James MarkertJames Markert lives with his wife and two children in Louisville, Kentucky. He has a history degree from the University of Louisville and won an IPPY Award for The Requiem Rose, which was later published as A White Wind Blew, a story of redemption in a 1929 tuberculosis sanatorium, where a faith-tested doctor uses music therapy to heal the patients. James is also a USPTA tennis pro and has coached dozens of kids who’ve gone on to play college tennis in top conferences like the Big 10, the Big East, and the ACC.

Author Website

Praise

“Historical fiction at its finest that makes the reader want to learn more about the time and the people who lived there, and those who left.”Booklist, Starred Review

“Markert creatively portrays the timeless battle between good and evil, making for a powerful story of hope and redemption.”Publishers Weekly

Discussion Questions

1. There are some flawed characters in this story. Discuss how redemption plays a role in the novel, specifically with Jeremiah and Josiah Goodbye.

2. The Dust Bowl was a terribly bleak time in our country’s history. I’ve always been a half- full kind of guy. Think of some instances in the story where a character shows optimism and hope when all seems lost.

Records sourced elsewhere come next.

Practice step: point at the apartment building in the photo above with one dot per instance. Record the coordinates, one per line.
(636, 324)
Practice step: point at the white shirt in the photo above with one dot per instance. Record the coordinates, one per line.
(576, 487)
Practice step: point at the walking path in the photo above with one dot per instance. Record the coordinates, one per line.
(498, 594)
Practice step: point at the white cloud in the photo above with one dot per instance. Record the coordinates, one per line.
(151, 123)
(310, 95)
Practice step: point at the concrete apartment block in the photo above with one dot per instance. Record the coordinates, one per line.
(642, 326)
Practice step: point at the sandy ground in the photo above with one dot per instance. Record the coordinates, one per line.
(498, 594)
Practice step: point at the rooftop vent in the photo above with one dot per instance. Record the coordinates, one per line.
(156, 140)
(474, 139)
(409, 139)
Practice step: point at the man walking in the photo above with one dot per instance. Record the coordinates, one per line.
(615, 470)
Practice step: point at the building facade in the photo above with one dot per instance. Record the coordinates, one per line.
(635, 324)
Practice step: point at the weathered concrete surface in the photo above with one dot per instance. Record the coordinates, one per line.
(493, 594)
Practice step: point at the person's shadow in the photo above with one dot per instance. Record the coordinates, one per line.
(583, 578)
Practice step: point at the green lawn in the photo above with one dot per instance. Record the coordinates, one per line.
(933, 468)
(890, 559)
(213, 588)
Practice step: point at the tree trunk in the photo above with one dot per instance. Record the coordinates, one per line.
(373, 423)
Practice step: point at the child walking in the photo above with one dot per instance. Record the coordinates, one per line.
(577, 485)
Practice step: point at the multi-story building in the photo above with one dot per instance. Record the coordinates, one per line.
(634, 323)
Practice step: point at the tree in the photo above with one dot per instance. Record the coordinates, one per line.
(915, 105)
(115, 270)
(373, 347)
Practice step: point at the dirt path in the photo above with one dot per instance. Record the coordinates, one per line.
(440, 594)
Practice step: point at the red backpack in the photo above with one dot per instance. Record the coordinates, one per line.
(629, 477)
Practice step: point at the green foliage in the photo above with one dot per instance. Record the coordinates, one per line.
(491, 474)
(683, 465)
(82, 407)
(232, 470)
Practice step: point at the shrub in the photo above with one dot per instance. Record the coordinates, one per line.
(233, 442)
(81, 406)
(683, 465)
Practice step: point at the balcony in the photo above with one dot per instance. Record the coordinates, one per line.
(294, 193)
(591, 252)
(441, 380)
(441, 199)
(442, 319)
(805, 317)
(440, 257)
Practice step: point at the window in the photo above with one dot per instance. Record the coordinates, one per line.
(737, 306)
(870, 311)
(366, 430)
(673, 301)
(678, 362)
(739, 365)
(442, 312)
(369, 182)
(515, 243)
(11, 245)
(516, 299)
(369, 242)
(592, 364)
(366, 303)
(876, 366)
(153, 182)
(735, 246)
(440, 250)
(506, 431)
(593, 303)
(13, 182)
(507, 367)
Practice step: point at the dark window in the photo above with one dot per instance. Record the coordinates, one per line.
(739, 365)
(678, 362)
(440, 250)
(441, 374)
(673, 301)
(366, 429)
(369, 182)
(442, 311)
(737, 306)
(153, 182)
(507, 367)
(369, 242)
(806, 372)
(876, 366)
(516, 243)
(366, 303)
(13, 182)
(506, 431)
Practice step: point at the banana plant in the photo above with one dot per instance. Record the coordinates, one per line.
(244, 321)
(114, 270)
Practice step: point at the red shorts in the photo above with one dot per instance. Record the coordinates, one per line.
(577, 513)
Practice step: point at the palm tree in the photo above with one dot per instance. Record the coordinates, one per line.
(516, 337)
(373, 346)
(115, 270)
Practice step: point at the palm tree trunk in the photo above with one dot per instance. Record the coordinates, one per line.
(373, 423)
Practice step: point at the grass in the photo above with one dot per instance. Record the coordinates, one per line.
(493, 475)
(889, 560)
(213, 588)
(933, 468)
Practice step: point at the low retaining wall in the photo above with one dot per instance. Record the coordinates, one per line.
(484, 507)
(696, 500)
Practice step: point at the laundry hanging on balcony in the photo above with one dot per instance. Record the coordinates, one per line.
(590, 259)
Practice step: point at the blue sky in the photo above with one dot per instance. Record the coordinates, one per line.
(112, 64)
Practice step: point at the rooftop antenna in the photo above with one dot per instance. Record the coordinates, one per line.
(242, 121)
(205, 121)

3. Discuss the aspect of fate in regard to Jeremiah flipping that coin. Discuss fate vs chance with some examples throughout the book.

4. As twins, in what ways are Jeremiah and Josiah Goodbye similar? In what ways are they different? How does their relationship go from broken to whole again?

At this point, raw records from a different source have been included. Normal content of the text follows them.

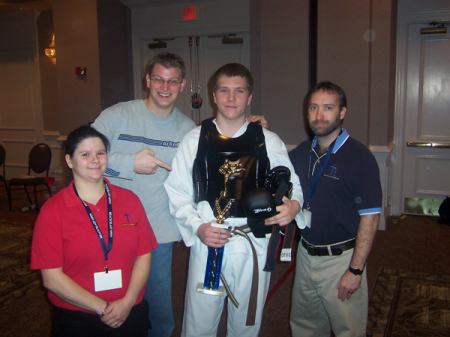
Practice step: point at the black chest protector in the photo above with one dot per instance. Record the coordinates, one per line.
(249, 150)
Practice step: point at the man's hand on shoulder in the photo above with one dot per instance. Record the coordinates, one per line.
(213, 236)
(348, 284)
(258, 118)
(146, 162)
(287, 212)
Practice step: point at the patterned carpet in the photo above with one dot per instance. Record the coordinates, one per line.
(409, 304)
(24, 308)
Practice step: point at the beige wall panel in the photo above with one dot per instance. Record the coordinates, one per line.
(343, 57)
(76, 40)
(284, 67)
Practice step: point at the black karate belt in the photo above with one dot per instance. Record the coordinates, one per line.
(328, 250)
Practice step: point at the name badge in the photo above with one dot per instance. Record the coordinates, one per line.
(307, 216)
(285, 254)
(108, 281)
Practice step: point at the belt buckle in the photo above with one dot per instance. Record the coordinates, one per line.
(312, 250)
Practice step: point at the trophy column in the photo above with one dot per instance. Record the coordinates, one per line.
(215, 255)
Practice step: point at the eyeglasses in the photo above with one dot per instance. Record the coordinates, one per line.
(172, 82)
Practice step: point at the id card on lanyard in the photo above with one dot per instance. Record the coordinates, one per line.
(311, 188)
(109, 279)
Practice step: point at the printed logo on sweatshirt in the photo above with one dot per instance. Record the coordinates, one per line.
(148, 141)
(332, 174)
(128, 224)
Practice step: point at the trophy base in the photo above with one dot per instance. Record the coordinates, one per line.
(219, 225)
(201, 289)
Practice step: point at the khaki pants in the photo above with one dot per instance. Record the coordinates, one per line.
(316, 310)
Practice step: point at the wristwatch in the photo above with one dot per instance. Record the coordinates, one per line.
(355, 271)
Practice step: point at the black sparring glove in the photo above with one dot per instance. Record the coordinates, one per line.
(259, 205)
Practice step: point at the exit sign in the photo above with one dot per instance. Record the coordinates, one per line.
(190, 13)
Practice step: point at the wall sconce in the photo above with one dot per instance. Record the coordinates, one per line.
(50, 51)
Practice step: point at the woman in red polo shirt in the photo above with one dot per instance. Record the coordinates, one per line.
(92, 242)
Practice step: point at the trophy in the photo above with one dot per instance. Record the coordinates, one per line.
(215, 255)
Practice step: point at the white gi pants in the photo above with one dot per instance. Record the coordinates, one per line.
(202, 312)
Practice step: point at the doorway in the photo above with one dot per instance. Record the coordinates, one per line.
(422, 125)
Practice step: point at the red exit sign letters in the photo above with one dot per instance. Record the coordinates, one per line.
(191, 13)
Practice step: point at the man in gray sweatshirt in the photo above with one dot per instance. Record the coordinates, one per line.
(144, 136)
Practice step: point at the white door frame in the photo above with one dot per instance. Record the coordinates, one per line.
(404, 21)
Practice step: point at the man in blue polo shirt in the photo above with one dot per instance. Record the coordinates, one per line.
(341, 185)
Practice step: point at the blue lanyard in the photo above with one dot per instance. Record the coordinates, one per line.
(312, 188)
(97, 229)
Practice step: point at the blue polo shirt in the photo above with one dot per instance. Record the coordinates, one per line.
(349, 187)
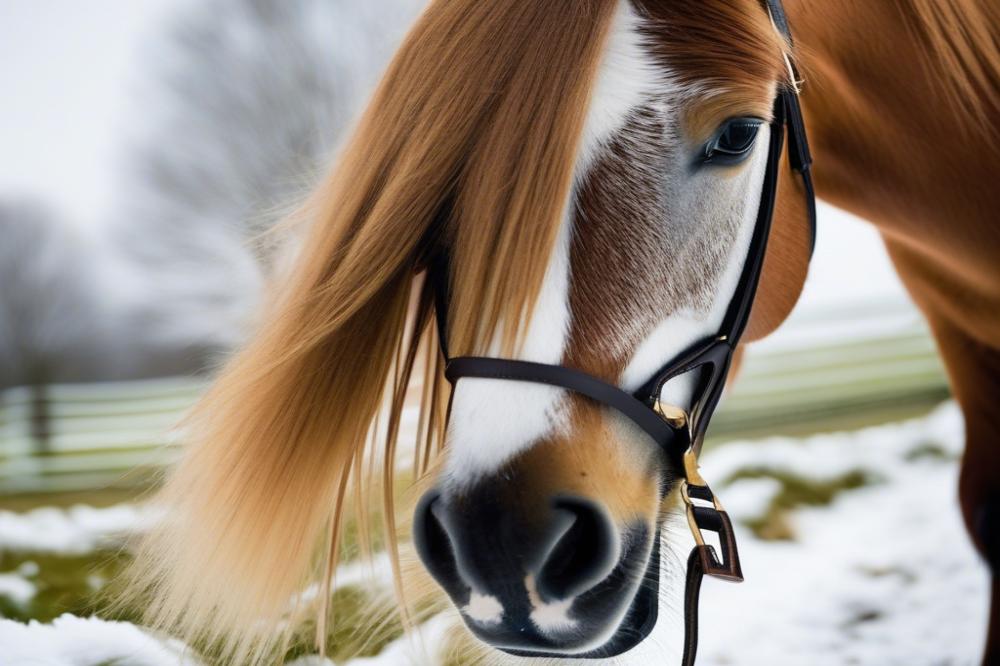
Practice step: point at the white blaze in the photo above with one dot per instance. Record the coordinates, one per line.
(492, 420)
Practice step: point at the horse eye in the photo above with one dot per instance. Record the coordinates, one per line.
(733, 141)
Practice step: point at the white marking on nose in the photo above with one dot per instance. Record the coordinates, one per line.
(552, 616)
(484, 608)
(492, 420)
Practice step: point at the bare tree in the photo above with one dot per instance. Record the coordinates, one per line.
(51, 314)
(247, 107)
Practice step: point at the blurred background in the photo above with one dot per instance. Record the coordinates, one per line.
(145, 144)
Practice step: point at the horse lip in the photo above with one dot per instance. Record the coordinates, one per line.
(638, 623)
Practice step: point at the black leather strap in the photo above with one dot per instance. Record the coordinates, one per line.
(568, 378)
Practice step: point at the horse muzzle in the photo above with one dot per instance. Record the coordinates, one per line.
(561, 580)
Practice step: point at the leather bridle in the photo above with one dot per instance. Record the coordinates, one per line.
(679, 432)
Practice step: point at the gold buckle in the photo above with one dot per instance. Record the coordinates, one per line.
(675, 416)
(715, 519)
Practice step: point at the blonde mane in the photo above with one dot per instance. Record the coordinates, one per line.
(470, 143)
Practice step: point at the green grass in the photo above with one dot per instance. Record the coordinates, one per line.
(65, 583)
(795, 492)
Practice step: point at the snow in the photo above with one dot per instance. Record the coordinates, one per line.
(883, 575)
(75, 641)
(77, 530)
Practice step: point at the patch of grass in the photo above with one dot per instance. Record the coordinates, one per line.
(796, 491)
(929, 450)
(65, 583)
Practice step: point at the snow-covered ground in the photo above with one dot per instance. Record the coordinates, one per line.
(883, 574)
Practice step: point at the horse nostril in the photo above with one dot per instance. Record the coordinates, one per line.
(584, 554)
(433, 544)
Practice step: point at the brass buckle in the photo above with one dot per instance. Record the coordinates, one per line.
(709, 518)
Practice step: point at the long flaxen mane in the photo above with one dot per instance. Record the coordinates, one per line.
(469, 142)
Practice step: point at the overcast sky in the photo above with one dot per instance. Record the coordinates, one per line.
(69, 71)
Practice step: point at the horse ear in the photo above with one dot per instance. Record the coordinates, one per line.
(787, 260)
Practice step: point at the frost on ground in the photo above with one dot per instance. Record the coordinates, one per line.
(851, 543)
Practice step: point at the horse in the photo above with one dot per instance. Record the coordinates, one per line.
(591, 172)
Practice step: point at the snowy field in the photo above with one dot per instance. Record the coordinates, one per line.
(826, 581)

5. Peter Cotton is an observer who doesn’t verbally say much, although his actions and smile speak volumes. After he gets the paper and ribbon for the typewriter, how is his written word ultimately transformative?

6. In the story, Peter’s letters aren’t just letters. Discuss the power of the written word.

7. While writing this story, the phrase “killing it with kindness” popped into my head. The kindness in Nowhere ultimately trumps meanness. Can kindness really be contagious?

8. I always try to have my characters transform throughout the course of a novel. Which character changes the most from the beginning of the novel to the end? How and why?

9. Give examples of how forgiveness plays a role in the novel.

10. In many of my books, beauty can be found beneath the dirt and grime of life. Only in fiction can red roses bloom from dust. In the novel, what seeds, planted now or in the past, helped bring this miracle about?

11. The Bentley Hotel is more than just a hotel in this story. What role does the hotel play in this town?

12. In many cases, you can’t judge a book by its cover. Discuss how Jeremiah Goodbye was often misunderstood.

Excerpt

BEFORE

1908

Southern Plains

The train ride out west was free.

Paid in full by the brand-new state of Oklahoma in hopes of encouraging settlement in the land once occupied by bison and Indians. Wilmington Goodbye knew the truth of it. They’d been killed off—the bison, for sure, and too many of the Indians to count. Those that survived the cowboys and Rangers got squeezed together into reservations. The state had earmarked the rest of the land for homesteading. And no place looked more promising than Majestic, Oklahoma. Wilmington studied the pamphlet for the tenth time in the last hour—glorious pictures of elegant buildings, paved roads edged by flowers, show houses where finely dressed couples wandered about.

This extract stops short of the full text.